DDoS Mitigation

Improve Sync Algo

Right now the algo for syncing is very bad. It looks through every available channel sequentially and performs these steps:

  1. get the current tips
  2. request their parents
  3. repeat

The entire process is the slowest sync algo. Lets think of a better sync algo.

Graph Locator

struct GraphLocator {
    tip_slots: Vec<EventHash>
}

Each tip slot contains a sparse path from an active tip to the current root. Sparse here means the path is not complete.
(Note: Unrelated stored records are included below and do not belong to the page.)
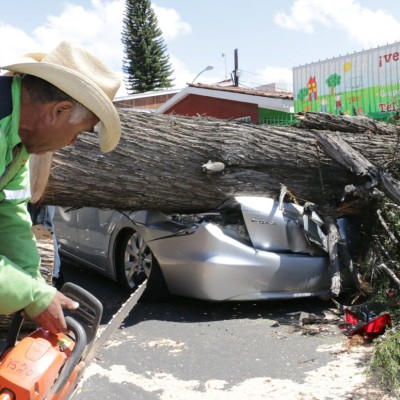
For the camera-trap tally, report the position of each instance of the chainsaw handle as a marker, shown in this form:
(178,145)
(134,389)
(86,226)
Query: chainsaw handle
(89,312)
(13,332)
(80,345)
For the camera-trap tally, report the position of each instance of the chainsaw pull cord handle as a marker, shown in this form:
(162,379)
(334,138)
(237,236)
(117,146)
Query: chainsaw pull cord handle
(7,395)
(76,356)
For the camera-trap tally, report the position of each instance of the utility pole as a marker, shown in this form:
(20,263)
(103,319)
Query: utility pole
(236,72)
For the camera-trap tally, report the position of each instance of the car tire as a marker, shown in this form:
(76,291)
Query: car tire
(135,262)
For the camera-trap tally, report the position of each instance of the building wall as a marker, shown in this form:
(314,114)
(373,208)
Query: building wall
(193,105)
(366,82)
(149,102)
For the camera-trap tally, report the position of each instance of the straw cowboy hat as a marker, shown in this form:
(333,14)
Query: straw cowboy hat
(83,77)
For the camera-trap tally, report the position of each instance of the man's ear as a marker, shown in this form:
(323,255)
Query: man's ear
(61,109)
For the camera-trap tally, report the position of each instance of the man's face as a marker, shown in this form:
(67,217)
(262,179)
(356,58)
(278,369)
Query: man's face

The slot is: current tip, a continuous path for the next 5 and then from there, gaps which double for every event.

When a node receives the graph locator, it can them compare it with its own graph and immediately see where their graphs both diverge.

It then will sync from the divergence point.

Phased Algo

Events are increasingly carrying more data. Therefore the graph structure should be separated from the event data.

struct EventHeader {
    parents: Vec<EventHash>
    blob: EventDataHash
}

The sync algo then becomes:

  1. Locate phase: Our node creates a GraphLocator and sends it to the remote. The remote uses this to see which events we're missing. The remote then sends a capped flood of Inventory objects.
    1. Our node may need to repeat sending the GraphLocator requests since the remote only sends a capped number of updates.
  2. Header sync phase: Our node sends GetData request containing lists of the missing event header hashes. The remote responds with event header objects. Our node then links these up to build the missing graph structure.
  3. Data sync phase: Lastly our node walks the graph and for every missing blob, requests the data. It does this backwards.

Effect on DDoS

While improved sync is desirable, it still does not mitigate DDoS since the attacker can easily double their resources. This merely makes nodes more performant.

Protocol Restriction

Proposal: add a global rate limit for messages. This is the easiest and most direct fix we should apply right now.

There is a rolling window of 1 minute with a maximum of 100 events allowed. Violators get channel.ban().

Use a VecDeque of timestamps. clean_bantimes() will then do:

while let Some(ts) = bantimes.front() {
    if ts > NOW - 1 minute {
        break
    }
    let _ = bantimes.pop_front()
}

Now all events within the list should be within the last minute. Push any new events to the list, then check:

if bantimes.len() > N {
    channel.ban();
}

This is the most immediate mitigation and overdue anyway.

Later we will make the 1 minute and N configurable with the static event graph admin instance. For now, we can hardcode these values.

Resource Manager

This will also be a big step towards alleviating DDoS. Check the p2p doc for a design.

RLN

The global limit is not ideal since it's... global. However RLN fixes this since it provides a way for people to not be affected by the rate-limit. Problem solved.

Spam

Just regular spam. Solved by admin/mod features and outside the scope of this doc. We need the static event graph though so we can lock channels down during times of high activity or modify the posting rate of certain keys (like public ones).

We already had the first step now with the /ban feature and admin keys in the TOML.